I sit here, wanting to write something, wanting to spend my time writing something for other people to see on my blog. But I have no clue what to write about. I struggle for ideas because I feel like I don’t really have something to offer. This blog is just an extension of my brain, but I don’t know if anyone actually wants to read it.
School started a couple week ago for me, and my brother went back today. I haven’t actually been on campus for over a week now because of the way my schedule is currently, but that’s changing tomorrow.
So I started working on this post earlier, and I had some idea of where I was going with it, but now I’ve got no clue. And there’s something else that I want to write about now anyway.

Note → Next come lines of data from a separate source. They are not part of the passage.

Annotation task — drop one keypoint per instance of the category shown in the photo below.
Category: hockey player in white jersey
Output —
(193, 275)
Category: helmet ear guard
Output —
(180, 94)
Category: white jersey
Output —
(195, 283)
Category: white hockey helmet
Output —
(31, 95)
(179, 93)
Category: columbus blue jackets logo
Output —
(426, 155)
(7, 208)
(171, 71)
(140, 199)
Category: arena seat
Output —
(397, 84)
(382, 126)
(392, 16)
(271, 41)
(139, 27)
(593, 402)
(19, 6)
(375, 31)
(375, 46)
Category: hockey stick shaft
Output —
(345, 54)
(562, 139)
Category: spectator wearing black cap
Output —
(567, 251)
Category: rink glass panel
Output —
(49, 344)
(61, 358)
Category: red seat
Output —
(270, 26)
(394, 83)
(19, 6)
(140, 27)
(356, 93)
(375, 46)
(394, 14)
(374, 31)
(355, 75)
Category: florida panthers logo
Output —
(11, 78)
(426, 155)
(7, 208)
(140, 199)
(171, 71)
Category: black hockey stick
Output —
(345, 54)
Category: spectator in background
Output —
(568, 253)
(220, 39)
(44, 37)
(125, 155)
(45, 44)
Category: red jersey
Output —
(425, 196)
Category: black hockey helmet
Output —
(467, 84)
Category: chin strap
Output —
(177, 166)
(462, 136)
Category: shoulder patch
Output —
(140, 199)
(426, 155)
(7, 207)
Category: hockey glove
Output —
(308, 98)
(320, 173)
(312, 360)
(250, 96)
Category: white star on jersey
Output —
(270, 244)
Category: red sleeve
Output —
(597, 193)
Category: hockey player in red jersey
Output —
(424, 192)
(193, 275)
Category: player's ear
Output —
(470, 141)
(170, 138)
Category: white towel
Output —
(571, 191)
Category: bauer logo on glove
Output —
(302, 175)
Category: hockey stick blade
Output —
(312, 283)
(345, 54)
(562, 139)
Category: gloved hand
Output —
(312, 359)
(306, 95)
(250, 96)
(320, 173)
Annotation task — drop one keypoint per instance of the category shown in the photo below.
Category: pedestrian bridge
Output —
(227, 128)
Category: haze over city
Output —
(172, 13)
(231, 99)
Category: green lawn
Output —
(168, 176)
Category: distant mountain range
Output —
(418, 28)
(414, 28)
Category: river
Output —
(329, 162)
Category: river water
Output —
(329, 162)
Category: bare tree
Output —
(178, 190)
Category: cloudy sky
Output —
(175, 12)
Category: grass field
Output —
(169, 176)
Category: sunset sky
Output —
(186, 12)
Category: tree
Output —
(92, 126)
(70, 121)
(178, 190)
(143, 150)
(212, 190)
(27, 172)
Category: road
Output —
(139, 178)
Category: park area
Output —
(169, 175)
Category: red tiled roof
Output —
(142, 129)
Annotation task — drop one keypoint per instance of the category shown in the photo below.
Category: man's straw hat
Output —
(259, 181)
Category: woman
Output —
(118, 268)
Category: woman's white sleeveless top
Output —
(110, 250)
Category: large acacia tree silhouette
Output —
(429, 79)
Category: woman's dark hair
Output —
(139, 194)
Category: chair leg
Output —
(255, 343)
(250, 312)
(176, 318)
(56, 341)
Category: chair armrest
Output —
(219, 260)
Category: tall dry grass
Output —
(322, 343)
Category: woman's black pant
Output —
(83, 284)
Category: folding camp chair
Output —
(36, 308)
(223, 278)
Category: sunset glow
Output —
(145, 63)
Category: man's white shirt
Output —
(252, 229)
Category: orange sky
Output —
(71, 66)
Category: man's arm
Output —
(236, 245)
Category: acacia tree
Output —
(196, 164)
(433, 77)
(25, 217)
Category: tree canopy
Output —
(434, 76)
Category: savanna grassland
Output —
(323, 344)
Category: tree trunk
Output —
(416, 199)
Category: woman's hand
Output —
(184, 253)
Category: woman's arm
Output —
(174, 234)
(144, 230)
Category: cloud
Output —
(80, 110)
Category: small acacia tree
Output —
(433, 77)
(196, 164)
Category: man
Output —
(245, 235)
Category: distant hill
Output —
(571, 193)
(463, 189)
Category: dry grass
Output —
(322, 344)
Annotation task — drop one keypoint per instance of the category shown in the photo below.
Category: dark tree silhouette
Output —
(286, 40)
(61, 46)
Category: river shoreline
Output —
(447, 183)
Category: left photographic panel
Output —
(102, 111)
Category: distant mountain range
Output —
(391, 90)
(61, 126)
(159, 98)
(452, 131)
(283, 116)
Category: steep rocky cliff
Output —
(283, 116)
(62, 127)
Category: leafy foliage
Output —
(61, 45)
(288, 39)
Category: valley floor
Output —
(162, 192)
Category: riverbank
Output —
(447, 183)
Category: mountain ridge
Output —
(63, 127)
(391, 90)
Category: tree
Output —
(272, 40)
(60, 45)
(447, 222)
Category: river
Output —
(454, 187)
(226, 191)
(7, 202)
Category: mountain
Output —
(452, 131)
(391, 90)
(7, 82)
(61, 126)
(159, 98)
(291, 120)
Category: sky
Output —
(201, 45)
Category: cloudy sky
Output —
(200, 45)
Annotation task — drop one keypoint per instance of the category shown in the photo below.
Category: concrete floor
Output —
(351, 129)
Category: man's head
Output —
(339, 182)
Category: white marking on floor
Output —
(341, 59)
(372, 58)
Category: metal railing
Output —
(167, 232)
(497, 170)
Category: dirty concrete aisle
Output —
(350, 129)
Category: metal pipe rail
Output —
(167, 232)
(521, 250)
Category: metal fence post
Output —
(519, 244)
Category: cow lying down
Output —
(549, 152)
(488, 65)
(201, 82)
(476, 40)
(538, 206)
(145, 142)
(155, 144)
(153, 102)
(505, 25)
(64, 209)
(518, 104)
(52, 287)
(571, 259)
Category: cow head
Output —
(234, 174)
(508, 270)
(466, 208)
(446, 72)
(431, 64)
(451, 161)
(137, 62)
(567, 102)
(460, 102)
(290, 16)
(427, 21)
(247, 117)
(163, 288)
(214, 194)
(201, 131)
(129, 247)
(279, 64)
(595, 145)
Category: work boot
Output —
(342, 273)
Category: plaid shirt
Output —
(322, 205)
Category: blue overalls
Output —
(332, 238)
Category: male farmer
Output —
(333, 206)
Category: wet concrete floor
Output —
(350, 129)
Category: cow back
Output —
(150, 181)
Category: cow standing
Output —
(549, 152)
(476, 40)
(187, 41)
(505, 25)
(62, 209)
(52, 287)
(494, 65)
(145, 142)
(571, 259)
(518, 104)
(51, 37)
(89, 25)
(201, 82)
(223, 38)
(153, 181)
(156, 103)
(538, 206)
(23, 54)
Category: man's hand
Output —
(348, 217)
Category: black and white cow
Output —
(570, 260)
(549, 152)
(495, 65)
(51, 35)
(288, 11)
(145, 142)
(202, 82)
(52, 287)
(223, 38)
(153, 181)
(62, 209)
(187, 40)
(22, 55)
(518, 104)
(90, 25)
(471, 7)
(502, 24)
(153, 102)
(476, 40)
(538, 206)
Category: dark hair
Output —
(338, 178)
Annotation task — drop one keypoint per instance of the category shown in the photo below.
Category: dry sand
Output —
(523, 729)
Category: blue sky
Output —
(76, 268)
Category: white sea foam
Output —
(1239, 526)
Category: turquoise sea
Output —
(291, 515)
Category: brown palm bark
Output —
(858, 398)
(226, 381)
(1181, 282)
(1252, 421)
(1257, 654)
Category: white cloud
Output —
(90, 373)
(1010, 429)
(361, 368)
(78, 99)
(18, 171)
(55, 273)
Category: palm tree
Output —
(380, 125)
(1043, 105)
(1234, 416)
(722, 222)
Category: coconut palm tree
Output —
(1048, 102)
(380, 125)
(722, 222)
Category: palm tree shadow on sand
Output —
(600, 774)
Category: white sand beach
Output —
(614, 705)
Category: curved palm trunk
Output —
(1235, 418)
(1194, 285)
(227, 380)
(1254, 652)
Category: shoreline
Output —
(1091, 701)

I was talking about something with a friend the other day, and I got to the point that I didn’t know what to say and I felt awful so I just stopped responding. But before I did that, I told them that I didn’t know how to be human. I found out later that they didn’t want me to go, but they didn’t know what to say to make me stay either. At this point I know I can’t change what happened, but I just wish they’d at least tried cause I feel like they just gave up. And something would’ve been better than nothing. They would’ve at least been able to say that they tried.
I realize that, you know, I’m not always the easiest person to deal with but if you make no effort to get me to stay, how can you expect me to know what you want?
The problem is, that, when things like that happen, I can’t just flip a switch and fix everything. My brain chemistry doesn’t work like that. I don’t know of anyone whose does.
Honestly, I cry when I get frustrated/upset. I can’t help it. It just kinda happens. I know I need to learn how to deal with confrontations – even though that really wasn’t one – but it’s something that’s much easier said than done.
Another thing I need to work on is not being so, frustrated, I guess, when people don’t respond back to me in the time I want them to. I know they’re busy. I know they have other things that they’re doing. But somehow I still manage to let it get under my skin that they’re “taking too long”. It’s stupid I know.